The Boss 302 engine uses a tall deck block, high-performance rotating assembly with forged connecting rods, sodium-filled exhaust valves, forged pistons, and a pretty big camshaft. The result is actually surprisingly underpowered considering those aforementioned modifications at just 290hp and 290lb-ft of torque. But, Ford didn’t build the Boss 302 for making big power, rather it was built for sustained high RPM usage.

On the track, the Boss 302 could hold 8000RPM all day long without any issues and this engine found its way unto both the Mercury Cougar and Ford Mustang in the 1969 and 1970 Trans-Am series. Really, the performance of this engine is so good that it helped take home the manufacturer’s series in 1970.

Unfortunately, the Boss 302 Mustang was only around for two years: 1969 and 1970. I think it’s also worth noting that the actual casting for this engine is much different than the standard 302, so don’t think of it as just a hopped-up old 302. It genuinely was and is a special engine in Ford’s history.

That takes us forward in time to the late 1970s, when the Windsor engine was struggling a bit in terms of power output, so Ford introduced a newer, more modern, and more powerful version of the 5.0L and dubbed it the 5.0L H.O.

#4 5.0 H.O.

The first versions of the new high output 5.0L engine came out in 1982 and offered a whopping 157hp but that was eventually bumped up to 225hp throughout the years. On initial release, it was still carbureted, but in 1986 Ford introduced electronic fuel injection and that’s partially what made this engine so legendary.

For the first time ever, Ford was offering their well-known and loved Windsor engine with electronic fuel injection. Gone was the need for swapping to a larger carb when you built your engine. Gone was the need for messing with your carb when you changed elevations. Gone was all the annoying stuff with carb motors and now everything was smoothly and reliably controlled by a computer.

And similarly to the flathead V8, the 5.0 high output was quickly adopted by the aftermarket and now is one of the largest aftermarkets out there for any V8 ever. Personally, I think part of that is how loved the Fox Body was and is, but regardless, this engine marked Ford’s journey into electronic fuel injection and the modern age.

#5 Coyote

Last, but certainly not least, we have the Coyote, which is what I consider to be Ford’s greatest V8 ever. Sure, it doesn’t have the racing heritage of the Boss 302 or the 427. However, hear me out: It’s most powerful engine ever in terms of power per liter. It’s their most advanced V8 engine ever. It’s their most reliable V8 engine ever. And most importantly, it’s an incredible platform with very strong aftermarket support.

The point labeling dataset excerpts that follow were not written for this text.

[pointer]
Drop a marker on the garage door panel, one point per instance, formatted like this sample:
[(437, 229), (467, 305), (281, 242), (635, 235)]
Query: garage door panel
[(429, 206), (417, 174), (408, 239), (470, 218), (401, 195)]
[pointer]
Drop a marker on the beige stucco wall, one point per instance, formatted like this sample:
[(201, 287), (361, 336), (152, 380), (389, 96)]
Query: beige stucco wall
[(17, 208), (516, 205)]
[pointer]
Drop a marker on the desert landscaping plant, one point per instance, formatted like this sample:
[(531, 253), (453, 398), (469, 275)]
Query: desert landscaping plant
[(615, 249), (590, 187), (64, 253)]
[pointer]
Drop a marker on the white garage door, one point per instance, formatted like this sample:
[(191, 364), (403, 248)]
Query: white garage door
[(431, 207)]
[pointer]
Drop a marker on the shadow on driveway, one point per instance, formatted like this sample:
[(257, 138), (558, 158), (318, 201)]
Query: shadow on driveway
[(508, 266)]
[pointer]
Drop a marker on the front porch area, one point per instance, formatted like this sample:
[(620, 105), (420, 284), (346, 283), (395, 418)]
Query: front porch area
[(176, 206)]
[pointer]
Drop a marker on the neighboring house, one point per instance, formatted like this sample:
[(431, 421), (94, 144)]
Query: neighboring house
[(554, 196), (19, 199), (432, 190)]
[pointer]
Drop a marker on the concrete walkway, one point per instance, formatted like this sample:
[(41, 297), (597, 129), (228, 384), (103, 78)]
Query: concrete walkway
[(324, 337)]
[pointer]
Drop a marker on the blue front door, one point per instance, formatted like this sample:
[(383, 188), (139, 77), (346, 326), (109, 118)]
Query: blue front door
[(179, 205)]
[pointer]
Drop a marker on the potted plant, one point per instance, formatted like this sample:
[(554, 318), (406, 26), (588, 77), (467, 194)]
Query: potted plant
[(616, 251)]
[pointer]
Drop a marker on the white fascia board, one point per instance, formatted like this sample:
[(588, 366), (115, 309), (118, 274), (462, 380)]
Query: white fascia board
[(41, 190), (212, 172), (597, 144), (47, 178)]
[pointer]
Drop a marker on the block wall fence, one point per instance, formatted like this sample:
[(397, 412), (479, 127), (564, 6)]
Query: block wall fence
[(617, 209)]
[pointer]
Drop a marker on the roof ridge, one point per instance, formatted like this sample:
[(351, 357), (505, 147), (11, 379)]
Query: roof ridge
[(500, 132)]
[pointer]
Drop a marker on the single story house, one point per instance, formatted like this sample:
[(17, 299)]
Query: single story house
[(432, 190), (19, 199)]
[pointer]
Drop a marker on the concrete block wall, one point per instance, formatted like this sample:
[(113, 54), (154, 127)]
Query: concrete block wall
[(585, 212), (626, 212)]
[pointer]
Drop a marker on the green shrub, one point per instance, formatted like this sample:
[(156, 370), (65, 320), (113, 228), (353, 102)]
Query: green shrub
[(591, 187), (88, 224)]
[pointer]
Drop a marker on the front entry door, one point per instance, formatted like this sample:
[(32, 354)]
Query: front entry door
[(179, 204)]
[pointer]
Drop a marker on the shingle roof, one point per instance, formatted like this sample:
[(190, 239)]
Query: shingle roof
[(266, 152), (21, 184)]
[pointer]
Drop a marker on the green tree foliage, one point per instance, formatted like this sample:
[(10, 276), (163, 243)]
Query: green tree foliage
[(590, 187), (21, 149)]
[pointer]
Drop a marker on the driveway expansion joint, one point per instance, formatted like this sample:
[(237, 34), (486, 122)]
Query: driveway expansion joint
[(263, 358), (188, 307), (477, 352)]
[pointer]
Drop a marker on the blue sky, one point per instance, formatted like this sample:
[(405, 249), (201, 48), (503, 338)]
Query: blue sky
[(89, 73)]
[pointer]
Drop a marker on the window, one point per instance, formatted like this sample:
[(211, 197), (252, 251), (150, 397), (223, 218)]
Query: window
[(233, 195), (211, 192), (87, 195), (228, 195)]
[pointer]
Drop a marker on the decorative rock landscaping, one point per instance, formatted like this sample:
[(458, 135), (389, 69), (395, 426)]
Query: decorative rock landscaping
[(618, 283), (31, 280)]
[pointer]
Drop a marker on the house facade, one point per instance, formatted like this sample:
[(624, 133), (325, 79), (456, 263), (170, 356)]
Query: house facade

The Coyote came after the death 5.0L high output, which is when Ford introduced the mod motor family but kept the Mustang as a 4.6L rather than a 5.0L. The Coyote is derived from the modular family and brought back the 5.0L displacement we all know and love in the Mustang.

The Coyote 5.0 was the first Ford eight-cylinder engine to feature twin variable camshaft timing on both the exhaust and the intake, and the aluminum block was webbed rather than reinforced in order to give it additional strength. It also featured entirely new DOHC heads that shared little with the three-valve single overhead camshaft design of the older modular engines that had populated the Mustang’s engine bay.

Upon initial release, the Coyote output 420 hp and 390 lb-ft of torque, which was a massive increase as compared to the 5.0L high output and even the 4.6L 3v modular motor that was used in the Mustang up until then. Throughout the years though, Ford has continued to innovate with the Coyote, bumping power output to 435HP, then 460HP, and finally 480HP in the newest high-performance Mustang variants such as the BULLITT and the Mach 1.

In terms of special variants, there’s the Boss 302 Roadrunner engine, the Voodoo 5.2L flat-plane crank engine, and the supercharged Predator engine. Simply put, the Coyote is an incredible base engine that Ford did an amazing job squeezing performance out of. Sure, you can definitely get more power out of a Coyote with the right parts and tuning, but for the most part, Ford did a great job cranking the Coyote close to its limits in naturally aspirated form.